A frase exibida na interface era direta: “Create with Gemini Omni”. Segundo os relatos, o Google descreve o recurso como um novo modelo de geração de vídeo capaz de remixar vídeos, editar conteúdos por conversa e partir de modelos prontos. Ainda não está claro se o Omni será um modelo totalmente novo, uma camada de produto sobre o Veo ou uma evolução integrada da estratégia multimodal do Gemini.

As primeiras demos chamaram atenção por dois motivos. A primeira mostrava um professor escrevendo uma prova matemática em um quadro, um tipo de cena difícil para modelos de vídeo porque exige coerência visual, texto legível e continuidade de movimento. A segunda brincava com um teste clássico de IA generativa: pessoas comendo espaguete, referência ao famoso meme dos primeiros vídeos gerados artificialmente, quando mãos, bocas, talheres e comida viravam um pequeno carnaval de horrores digitais. Segundo a 9to5Google, os resultados ainda têm sinais visíveis de geração por IA, mas já mostram avanço considerável em realismo e aderência ao prompt.

O ponto mais importante para criadores, videomakers e produtores independentes não é apenas a geração de vídeo a partir de texto. O diferencial sugerido pelo vazamento está na edição conversacional: trocar objetos, remixar cenas, editar vídeos diretamente no chat e trabalhar a partir de templates. O TestingCatalog afirma que os testes iniciais indicam desempenho especialmente forte em tarefas de edição, incluindo substituição de elementos e reescrita de cenas por instruções em linguagem natural.

Esse detalhe é estratégico. A geração bruta de vídeo já virou território disputado por Google, OpenAI, ByteDance, Runway, Luma e outras empresas. Mas a próxima fronteira pode ser menos “crie um vídeo do zero” e mais “pegue este material e transforme em outra coisa”. Para a indústria criativa, isso muda o jogo: o modelo deixa de ser apenas um gerador de clipes e começa a se comportar como um assistente de pós-produção.

Também apareceu para alguns usuários uma aba de uso, indicando que a criação de vídeos com Omni pode consumir rapidamente os limites diários de planos pagos. A própria página de suporte do Google já trata geração de vídeo como recurso sujeito a limites por plano e afirma que os limites podem mudar com frequência por demanda e capacidade.

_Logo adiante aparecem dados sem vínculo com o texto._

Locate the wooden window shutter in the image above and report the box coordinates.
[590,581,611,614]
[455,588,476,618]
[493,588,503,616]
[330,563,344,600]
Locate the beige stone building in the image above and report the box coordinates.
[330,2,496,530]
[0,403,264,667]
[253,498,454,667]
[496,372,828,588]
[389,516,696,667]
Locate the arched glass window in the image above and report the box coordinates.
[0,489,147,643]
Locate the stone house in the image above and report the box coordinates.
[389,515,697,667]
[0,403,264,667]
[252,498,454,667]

O vazamento chega poucos dias antes do Google I/O 2026, marcado oficialmente para 19 e 20 de maio. A página do evento promete keynotes, sessões e novidades com foco em IA, Gemini, Android, Chrome e Cloud. O blog de desenvolvedores do Google também afirma que a conferência trará avanços de IA e atualizações de modelos Gemini, o que torna o evento o palco mais provável para uma explicação oficial sobre o Omni, caso o produto esteja realmente pronto para anúncio.

Por enquanto, convém tratar o Gemini Omni como um vazamento forte, não como lançamento oficial. O Google ainda não apresentou publicamente o produto nem explicou como ele se encaixará na família Veo. Mas a direção é clara: a Big Tech quer que o Gemini deixe de ser apenas um chatbot multimodal e se torne um ambiente completo de criação — texto, imagem, vídeo, edição e talvez, em breve, fluxo de produção audiovisual.

Para creators, artistas visuais, diretores de clipes, agências pequenas e produtores independentes, a promessa é sedutora: um estúdio criativo dentro de uma conversa. Para o mercado, o recado é menos poético e mais brutal: a guerra do vídeo com IA ainda nem começou direito, e o Google parece disposto a colocar seu exército dentro do Gemini.